Huit jours s'étaient passés sans qu'il trouvât aucune autre trace de cette apparition. Un matin il arriva lentement, comme un homme qui n'espère plus, et, s'appuyant contre un arbre, il se mit à lire un sonnet de Pétrarque.
Tout à coup une petite voix fraîche sortit des roseaux et chanta deux vers d'une vieille romance:
Puis, tout après, je vis dame d'amour
Qui marchait doux et venait sur la rive.
André tressaillit, et, se penchant, il vit à vingt pas de lui une jeune fille habillée de blanc, avec un petit châle couleur arbre de Judée et un mince chapeau de paille. Elle était debout et semblait absorbée dans la contemplation d'un bouquet de fleurs des champs qu'elle avait à la main. André eut l'idée de s'élancer vers elle pour la mieux voir; mais elle vint de son côté, et il se sentit tellement intimidé qu'il se cacha dans les buissons.
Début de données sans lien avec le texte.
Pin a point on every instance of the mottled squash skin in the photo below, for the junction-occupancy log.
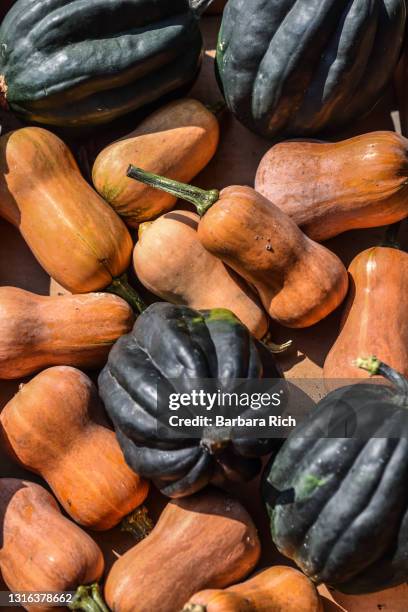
(54, 426)
(39, 331)
(206, 539)
(42, 550)
(76, 64)
(298, 67)
(331, 187)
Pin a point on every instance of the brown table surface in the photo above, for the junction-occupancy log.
(235, 163)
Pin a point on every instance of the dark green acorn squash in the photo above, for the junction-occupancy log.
(338, 506)
(298, 67)
(76, 63)
(175, 342)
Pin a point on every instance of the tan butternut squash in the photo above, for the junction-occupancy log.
(374, 321)
(299, 281)
(171, 262)
(204, 540)
(39, 331)
(178, 140)
(330, 187)
(73, 233)
(54, 427)
(276, 589)
(41, 550)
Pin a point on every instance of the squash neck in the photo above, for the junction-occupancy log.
(3, 93)
(201, 199)
(88, 599)
(374, 367)
(120, 286)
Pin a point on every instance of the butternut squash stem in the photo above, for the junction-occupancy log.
(375, 366)
(88, 599)
(274, 348)
(201, 199)
(138, 523)
(120, 286)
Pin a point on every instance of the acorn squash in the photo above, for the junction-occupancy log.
(297, 67)
(76, 63)
(338, 505)
(171, 347)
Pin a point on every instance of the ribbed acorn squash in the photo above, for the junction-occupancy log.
(297, 67)
(338, 505)
(170, 348)
(76, 63)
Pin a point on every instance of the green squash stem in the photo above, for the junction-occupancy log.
(201, 199)
(138, 523)
(120, 286)
(88, 599)
(374, 366)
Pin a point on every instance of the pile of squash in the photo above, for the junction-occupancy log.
(160, 280)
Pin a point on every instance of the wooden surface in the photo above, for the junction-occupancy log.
(236, 162)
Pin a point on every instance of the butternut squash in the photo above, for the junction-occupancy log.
(329, 188)
(374, 321)
(276, 589)
(54, 427)
(178, 140)
(299, 281)
(41, 550)
(204, 540)
(76, 236)
(171, 262)
(39, 331)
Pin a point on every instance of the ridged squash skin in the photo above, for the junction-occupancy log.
(171, 262)
(75, 64)
(171, 346)
(338, 505)
(37, 331)
(331, 187)
(298, 67)
(73, 233)
(41, 549)
(374, 320)
(208, 538)
(178, 140)
(54, 426)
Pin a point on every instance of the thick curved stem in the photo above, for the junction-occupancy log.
(374, 367)
(138, 523)
(274, 348)
(88, 599)
(201, 199)
(120, 286)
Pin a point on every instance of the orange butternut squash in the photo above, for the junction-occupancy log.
(74, 234)
(299, 281)
(54, 427)
(171, 262)
(374, 321)
(41, 550)
(276, 589)
(204, 540)
(39, 331)
(178, 140)
(330, 187)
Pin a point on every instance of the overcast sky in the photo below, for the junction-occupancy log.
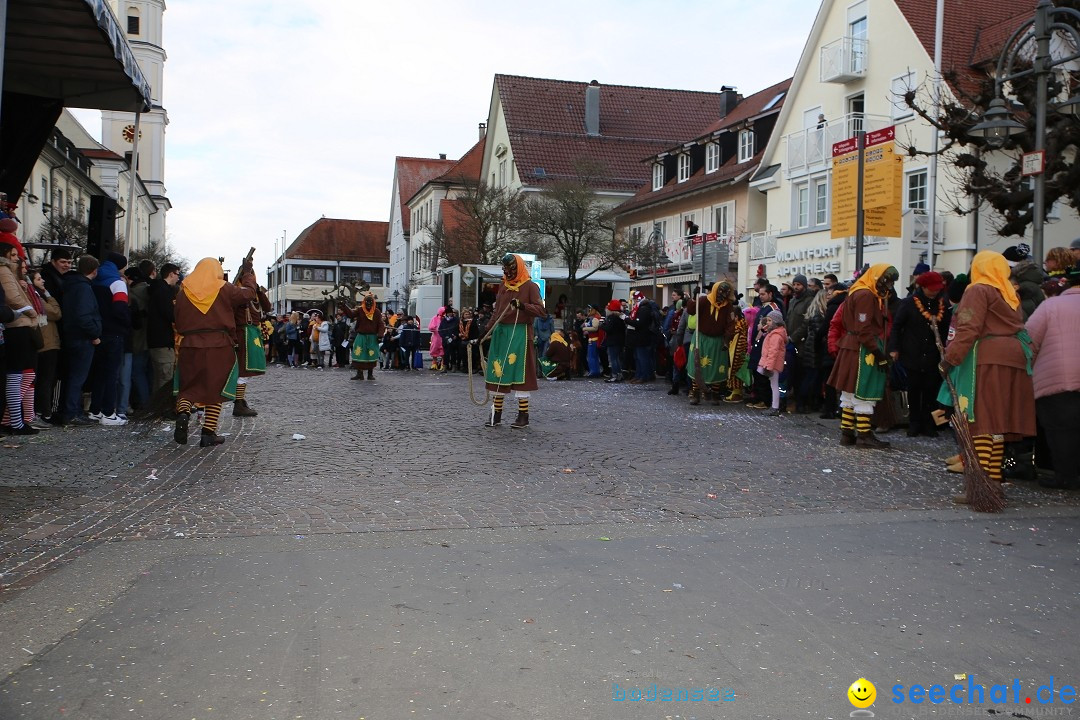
(284, 111)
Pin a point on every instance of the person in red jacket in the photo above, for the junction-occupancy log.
(772, 354)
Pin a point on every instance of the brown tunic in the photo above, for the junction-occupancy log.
(531, 308)
(250, 314)
(719, 325)
(365, 326)
(1004, 394)
(205, 352)
(864, 327)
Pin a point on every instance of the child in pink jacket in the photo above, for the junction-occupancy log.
(772, 354)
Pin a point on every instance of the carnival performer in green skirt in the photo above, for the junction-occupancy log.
(861, 369)
(511, 360)
(365, 347)
(717, 316)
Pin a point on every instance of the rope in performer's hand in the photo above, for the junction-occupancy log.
(483, 361)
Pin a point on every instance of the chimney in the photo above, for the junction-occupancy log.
(593, 108)
(729, 98)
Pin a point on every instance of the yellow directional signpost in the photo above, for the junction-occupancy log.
(867, 186)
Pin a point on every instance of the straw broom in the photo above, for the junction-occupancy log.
(982, 493)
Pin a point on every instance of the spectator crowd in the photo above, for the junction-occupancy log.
(75, 326)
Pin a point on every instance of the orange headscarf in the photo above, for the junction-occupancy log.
(869, 279)
(990, 268)
(520, 279)
(202, 284)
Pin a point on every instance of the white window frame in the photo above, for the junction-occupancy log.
(922, 204)
(811, 204)
(712, 157)
(820, 187)
(801, 198)
(898, 86)
(745, 145)
(724, 216)
(684, 166)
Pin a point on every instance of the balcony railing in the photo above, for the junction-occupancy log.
(844, 59)
(811, 149)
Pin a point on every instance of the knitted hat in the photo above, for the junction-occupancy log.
(930, 281)
(1017, 253)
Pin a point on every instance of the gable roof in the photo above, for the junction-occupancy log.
(412, 174)
(466, 170)
(731, 170)
(545, 122)
(973, 34)
(469, 166)
(326, 239)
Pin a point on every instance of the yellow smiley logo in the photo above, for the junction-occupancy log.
(862, 693)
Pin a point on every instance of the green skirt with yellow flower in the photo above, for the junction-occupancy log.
(714, 360)
(365, 351)
(508, 355)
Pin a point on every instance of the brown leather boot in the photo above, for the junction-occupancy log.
(868, 439)
(242, 409)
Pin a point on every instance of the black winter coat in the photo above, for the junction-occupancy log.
(912, 336)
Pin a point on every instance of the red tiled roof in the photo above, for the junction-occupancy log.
(413, 173)
(973, 32)
(99, 153)
(545, 121)
(751, 107)
(469, 166)
(728, 172)
(327, 239)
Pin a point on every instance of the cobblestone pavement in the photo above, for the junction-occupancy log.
(408, 452)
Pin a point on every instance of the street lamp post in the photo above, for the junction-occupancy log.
(998, 123)
(657, 245)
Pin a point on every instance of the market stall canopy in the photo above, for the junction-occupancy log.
(56, 54)
(72, 51)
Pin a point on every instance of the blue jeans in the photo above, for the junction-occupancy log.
(124, 384)
(80, 356)
(593, 357)
(140, 378)
(646, 357)
(615, 360)
(108, 360)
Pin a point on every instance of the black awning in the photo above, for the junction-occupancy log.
(71, 51)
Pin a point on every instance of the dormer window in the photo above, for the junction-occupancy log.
(712, 157)
(745, 145)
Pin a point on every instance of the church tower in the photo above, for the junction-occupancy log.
(143, 21)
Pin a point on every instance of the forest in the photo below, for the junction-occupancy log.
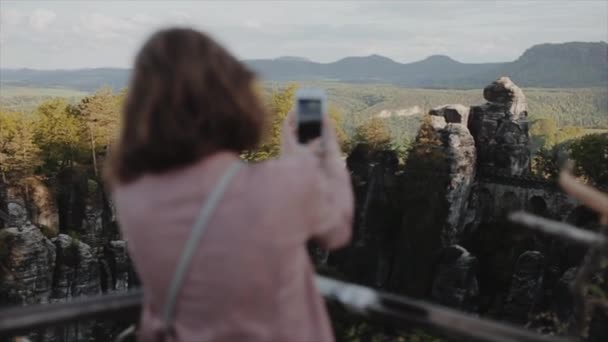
(43, 131)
Elle arriva tout auprès de lui sans s'apercevoir de sa présence, et se mit à chercher d'autres fleurs. Elle erra ainsi pendant près d'un quart d'heure, tantôt s'éloignant, tantôt se rapprochant, explorant tous les brins d'herbe de la prairie et s'emparant des moindres fleurettes. Chaque fois qu'elle en avait rempli sa main, elle descendait sur une petite plage que baignait la rivière, et plantait son bouquet dans le sable humide pour l'empêcher de se faner. Quand elle en eut fait une botte assez grosse, elle la noua avec des joncs, plongea les tiges à plusieurs reprises dans le courant de l'eau pour en ôter le sable, les enveloppa de larges feuilles de nymphoea pour en conserver la fraîcheur, et, après avoir rattaché son petit chapeau, elle se mit à courir, emportant ses fleurs, comme une biche poursuivie. André n'osa pas la suivre; il craignit d'avoir été aperçu et de l'avoir mise en fuite. Il espéra qu'elle reviendrait, mais elle ne revint plus. Il retourna inutilement aux Prés-Girault pendant toute la belle saison. L'hiver vint, et, à chaque fleur que le froid moissonna, André perdit l'espérance de voir revenir sa belle chercheuse de bleuets.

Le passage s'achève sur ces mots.